Altogether then the first tranche of funds will amount to €26 billion. An
additional amount of up to €15 billion will also be made available to bolster
the banks (taking the total to €25 billion) no later than mid-November
following a thorough appraisal of the banks including stress tests.
Unlike the
first two bail-outs, the IMF is not involved, as yet. The fund remains scarred
by its experience in the first one, in May 2010, when it sanctioned its
contribution in order to prevent wider financial and economic contagion even
though this meant breaking one of its cardinal rules, since it could not state
with a high probability that Greek public debt was sustainable in the medium
term. Now the IMF is insisting that euro-zone countries commit to significant
debt relief going well beyond what has already been provided (for example by
lengthening the maturities of European loans) as a condition for joining the
new bail-out. This creates a dilemma for the Germans in particular. On the one
hand they would like to have the IMF on board because they believe it would be
a sterner taskmaster than the European Commission in monitoring Greece ’s
compliance with the agreement and would also contribute some of the bail-out
money. On the other hand they are reluctant to offer the scale of debt relief
that the IMF has in mind not least since this might spur similar demands from
other rescued countries.
Even though
the IMF’s role is yet to be determined the Eurogroup’s decision on August 14th
marks an extraordinary turn of events, enabling Jean-Claude Juncker, the
Commission’s president, to claim that Greece was now “irreversibly” part
of the euro area. What has made the difference is the change of heart by Mr
Tsipras, who had won power in January this year promising to end the era of
reviled memorandums and bail-outs. That led to almost half a year of
confrontation with international creditors, reaching a climax when he called a
referendum in late June on their proposal and campaigned against it.
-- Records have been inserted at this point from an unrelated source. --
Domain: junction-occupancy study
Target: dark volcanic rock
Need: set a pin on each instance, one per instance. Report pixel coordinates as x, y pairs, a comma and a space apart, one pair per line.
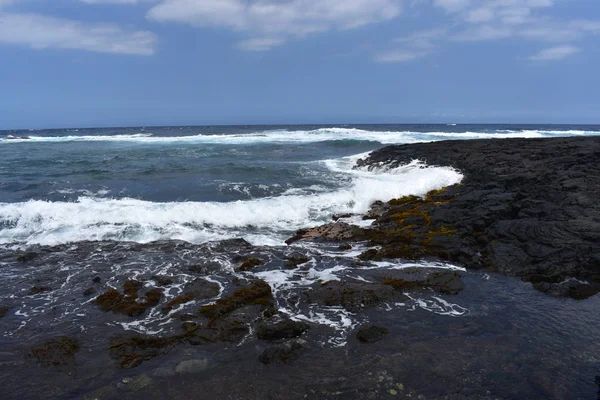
336, 217
27, 256
162, 280
39, 289
127, 303
351, 295
378, 208
286, 329
408, 279
57, 351
336, 231
249, 264
525, 207
293, 262
282, 353
371, 334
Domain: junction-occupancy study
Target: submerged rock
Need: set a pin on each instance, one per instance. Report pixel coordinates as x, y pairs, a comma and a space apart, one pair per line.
336, 231
286, 329
371, 334
127, 303
525, 206
283, 353
58, 351
249, 264
39, 289
353, 296
192, 366
294, 262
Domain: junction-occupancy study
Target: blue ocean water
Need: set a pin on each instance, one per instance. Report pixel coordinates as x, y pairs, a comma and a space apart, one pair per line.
205, 183
93, 195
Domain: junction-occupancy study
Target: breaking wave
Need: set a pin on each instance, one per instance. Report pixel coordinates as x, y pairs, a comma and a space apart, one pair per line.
317, 135
266, 221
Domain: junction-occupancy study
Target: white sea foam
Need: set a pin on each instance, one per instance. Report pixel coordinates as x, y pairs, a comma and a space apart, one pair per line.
262, 221
317, 135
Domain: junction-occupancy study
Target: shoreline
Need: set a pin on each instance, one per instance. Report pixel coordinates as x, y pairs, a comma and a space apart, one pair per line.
398, 320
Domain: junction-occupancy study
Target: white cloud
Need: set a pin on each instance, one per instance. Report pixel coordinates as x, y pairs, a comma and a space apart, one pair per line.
452, 5
260, 44
275, 18
555, 53
113, 1
492, 20
41, 32
396, 56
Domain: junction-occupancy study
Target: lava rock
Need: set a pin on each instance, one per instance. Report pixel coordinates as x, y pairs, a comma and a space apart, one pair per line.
371, 334
329, 232
282, 353
353, 296
39, 289
286, 329
57, 351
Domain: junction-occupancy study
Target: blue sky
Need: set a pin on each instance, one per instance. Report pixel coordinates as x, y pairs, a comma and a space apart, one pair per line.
76, 63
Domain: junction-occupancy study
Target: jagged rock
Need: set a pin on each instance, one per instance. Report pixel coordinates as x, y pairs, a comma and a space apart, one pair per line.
282, 353
353, 296
192, 366
286, 329
371, 334
337, 217
377, 209
525, 207
39, 289
58, 351
127, 303
336, 231
162, 280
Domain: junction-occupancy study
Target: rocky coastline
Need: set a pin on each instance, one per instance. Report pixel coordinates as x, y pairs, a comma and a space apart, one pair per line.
526, 208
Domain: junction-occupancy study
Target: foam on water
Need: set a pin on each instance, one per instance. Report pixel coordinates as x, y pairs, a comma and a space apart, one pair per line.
271, 218
300, 136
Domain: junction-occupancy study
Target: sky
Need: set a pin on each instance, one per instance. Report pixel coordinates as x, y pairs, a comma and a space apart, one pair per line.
95, 63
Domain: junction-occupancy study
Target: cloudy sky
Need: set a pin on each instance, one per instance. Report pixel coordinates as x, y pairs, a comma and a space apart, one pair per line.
67, 63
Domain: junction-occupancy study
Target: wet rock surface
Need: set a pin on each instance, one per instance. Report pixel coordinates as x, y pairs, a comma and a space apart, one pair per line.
177, 320
525, 207
56, 351
371, 334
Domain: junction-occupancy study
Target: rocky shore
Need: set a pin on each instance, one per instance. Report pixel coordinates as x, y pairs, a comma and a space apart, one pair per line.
526, 207
344, 311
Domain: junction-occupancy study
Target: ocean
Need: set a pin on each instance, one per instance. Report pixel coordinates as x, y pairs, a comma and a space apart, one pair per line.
199, 184
110, 204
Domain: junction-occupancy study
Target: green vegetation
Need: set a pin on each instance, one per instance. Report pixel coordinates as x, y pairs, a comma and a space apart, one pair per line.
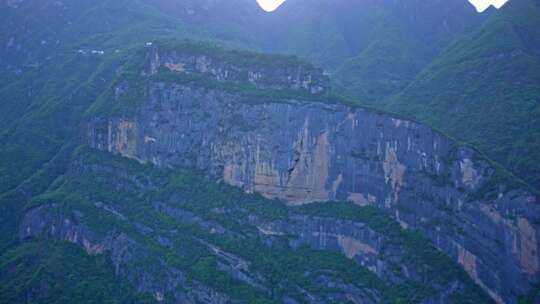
133, 190
485, 90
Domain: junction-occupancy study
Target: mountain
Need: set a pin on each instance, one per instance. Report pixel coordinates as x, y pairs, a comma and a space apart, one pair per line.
485, 90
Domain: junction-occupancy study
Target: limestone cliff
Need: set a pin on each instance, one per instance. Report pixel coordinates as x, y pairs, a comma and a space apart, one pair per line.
302, 150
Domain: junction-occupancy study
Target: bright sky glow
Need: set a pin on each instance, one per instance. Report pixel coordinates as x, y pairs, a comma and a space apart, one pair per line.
481, 5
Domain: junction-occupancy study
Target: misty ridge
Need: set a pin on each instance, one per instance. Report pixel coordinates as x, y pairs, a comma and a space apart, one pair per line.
269, 151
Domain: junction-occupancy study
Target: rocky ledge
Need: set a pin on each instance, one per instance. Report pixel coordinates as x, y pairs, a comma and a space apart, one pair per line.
303, 151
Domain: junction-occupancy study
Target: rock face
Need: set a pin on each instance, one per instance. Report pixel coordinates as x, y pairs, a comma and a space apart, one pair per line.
261, 71
49, 221
303, 152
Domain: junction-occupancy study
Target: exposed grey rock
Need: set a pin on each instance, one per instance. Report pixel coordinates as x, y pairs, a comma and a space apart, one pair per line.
310, 152
48, 221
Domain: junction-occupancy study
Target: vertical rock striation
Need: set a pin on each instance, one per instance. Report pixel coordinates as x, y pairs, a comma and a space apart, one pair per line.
304, 152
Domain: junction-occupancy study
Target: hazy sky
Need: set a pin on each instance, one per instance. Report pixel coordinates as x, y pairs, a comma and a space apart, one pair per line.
481, 5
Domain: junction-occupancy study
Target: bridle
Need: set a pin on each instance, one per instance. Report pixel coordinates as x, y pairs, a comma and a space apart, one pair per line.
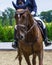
19, 26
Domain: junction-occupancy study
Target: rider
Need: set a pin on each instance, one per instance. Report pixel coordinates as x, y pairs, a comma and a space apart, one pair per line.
31, 4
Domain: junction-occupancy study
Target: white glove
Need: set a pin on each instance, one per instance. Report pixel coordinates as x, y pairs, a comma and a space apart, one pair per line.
32, 13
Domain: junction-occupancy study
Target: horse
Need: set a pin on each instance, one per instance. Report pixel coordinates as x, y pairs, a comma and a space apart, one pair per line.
30, 40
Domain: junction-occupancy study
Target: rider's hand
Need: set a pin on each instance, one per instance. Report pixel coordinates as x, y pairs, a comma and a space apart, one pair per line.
33, 13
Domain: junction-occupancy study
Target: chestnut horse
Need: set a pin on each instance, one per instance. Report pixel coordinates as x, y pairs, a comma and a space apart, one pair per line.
30, 40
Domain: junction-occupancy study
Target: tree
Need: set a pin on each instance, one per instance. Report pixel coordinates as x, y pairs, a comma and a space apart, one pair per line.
47, 16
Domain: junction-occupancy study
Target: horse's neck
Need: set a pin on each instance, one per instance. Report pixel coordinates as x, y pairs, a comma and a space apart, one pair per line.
32, 34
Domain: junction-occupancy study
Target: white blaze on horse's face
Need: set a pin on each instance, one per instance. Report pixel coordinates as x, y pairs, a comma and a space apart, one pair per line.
18, 15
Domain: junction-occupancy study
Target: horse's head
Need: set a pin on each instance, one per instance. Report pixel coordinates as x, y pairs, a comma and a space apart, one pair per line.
24, 22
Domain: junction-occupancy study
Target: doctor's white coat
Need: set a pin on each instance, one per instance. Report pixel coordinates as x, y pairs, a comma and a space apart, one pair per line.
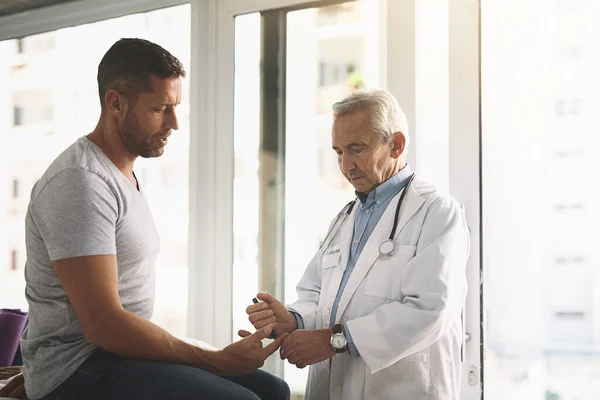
403, 311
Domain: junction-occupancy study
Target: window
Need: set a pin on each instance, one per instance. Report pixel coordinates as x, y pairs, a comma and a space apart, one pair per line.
17, 116
20, 46
540, 218
15, 188
569, 315
13, 260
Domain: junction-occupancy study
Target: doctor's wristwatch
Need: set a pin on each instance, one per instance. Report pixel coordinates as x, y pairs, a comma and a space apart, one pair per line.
338, 339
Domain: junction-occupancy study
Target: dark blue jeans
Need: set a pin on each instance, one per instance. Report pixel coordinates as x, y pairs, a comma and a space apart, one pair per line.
106, 376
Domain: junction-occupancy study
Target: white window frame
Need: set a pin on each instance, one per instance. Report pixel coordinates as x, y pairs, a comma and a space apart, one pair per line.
211, 145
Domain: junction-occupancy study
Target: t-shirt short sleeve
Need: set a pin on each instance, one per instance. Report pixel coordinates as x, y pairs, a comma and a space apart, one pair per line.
76, 214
Even
though he prevailed in the referendum, with a 61% no vote, it was a Pyrrhic
victory as the economy was strangled through capital controls while Germany backed by several other euro-zone
countries sought to force Greece
out of the euro. That forced the prime minister to junk his previous strategy
and to accept the harsh terms set by creditors.
That
decision on the part of Mr Tsipras has made the third bail-out agreement
possible but it has split the ruling Syriza party, which has 149 seats out of a
total of 300 in the Greek parliament, exposing the underlying divide between a
majority of relatively pragmatic MPs in the party and a significant minority of
vociferous and hard-line dissidents. On three occasions now, the Greek prime
minister has had to rely upon the votes of the opposition parties to force
through the harsh measures demanded by the rest of the euro area in order to
pave the way for a final bail-out agreement. The dissent within Syriza has
swelled. On the first crucial vote, just days after the summit, taken in the
early hours of July 16th, 32 members voted against legislation and six
abstained (while one was absent). In the vote of August 14th, preceding the
Eurogroup summit, 32 voted against and 11 abstained, taking the total number of
dissidents to 43.
The scale
of the revolt is such that Mr Tsipras will probably have to call a vote of
confidence in parliament. If that goes against him, it will precipitate an
early election. Since the prime minister remains remarkably popular, that could
reinforce his position as the leader of a more realistic party, shorn of
Syriza’s hard-left wing, auguring well for the chances of Greece ’s third
bail-out agreement working. But this outcome cannot be taken for granted. Just
as before, political risk could blight Greece ’s prospects.